I am a rock, I am an island


Part of a sculpture - knitted fishing line gathered into a type of bindle, in which lies collected rocks and stones from various Swedish Islands - Gotland, Fårö, Venn; limestone from the quarry on the outskirts of Malmö; coloured pieces of glass that have washed ashore at Matakatia Bay in New Zealand.

This is the first 'bindle' I have made, knitted with the finest fishing line I could find - perhaps it was too fine, I was forced to knit it using wooden kebab skewers instead of knitting needles. The line shimmers and flickers in the early morning sunlight, while it hangs in my bedroom window due to a lack of studio space.

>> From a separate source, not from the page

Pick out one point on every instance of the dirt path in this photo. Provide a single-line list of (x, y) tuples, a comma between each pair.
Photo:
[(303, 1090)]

More are being made, and using the thickest fishing line I could find, I will encase a large limestone rock and use it with a pulley system, which reminds me of sailing and boats, to be a counter weight to the smaller, more delicate bindles of stones and pebbles, which will hang in the air and slowly rotate, as hanging things are wont to do.

I vaguely rambled to my friend Claire about it:

                       Florence:
but now i think i might suspend them with pulleysreminds me of boats                        Claire:I'm not sure they gave me an associationI was just struck by the mesh...and strange silkiness of the rock  Florence: to me they relate to islands
  like the islands that were thoght to exist but were actually mirages
hence the shimmery fishing line
  and the rocks within and i wanted them to be like baskets or specimen collections
  and they deal with loneliness too
like how i think of islands and boats being self contained entities
  alone in the sea
  and i like the idea of suspension
  how it relates to balance
  and also the word
  suspence
  tension
  waiting
  Claire:Its poetic
  I saw something more akin to strange fisherman like practices
 Which May seem unnecessary but which one doesn't question since
Fishermen and the practice of fishing as generally free of the unnecessary and all about purpose...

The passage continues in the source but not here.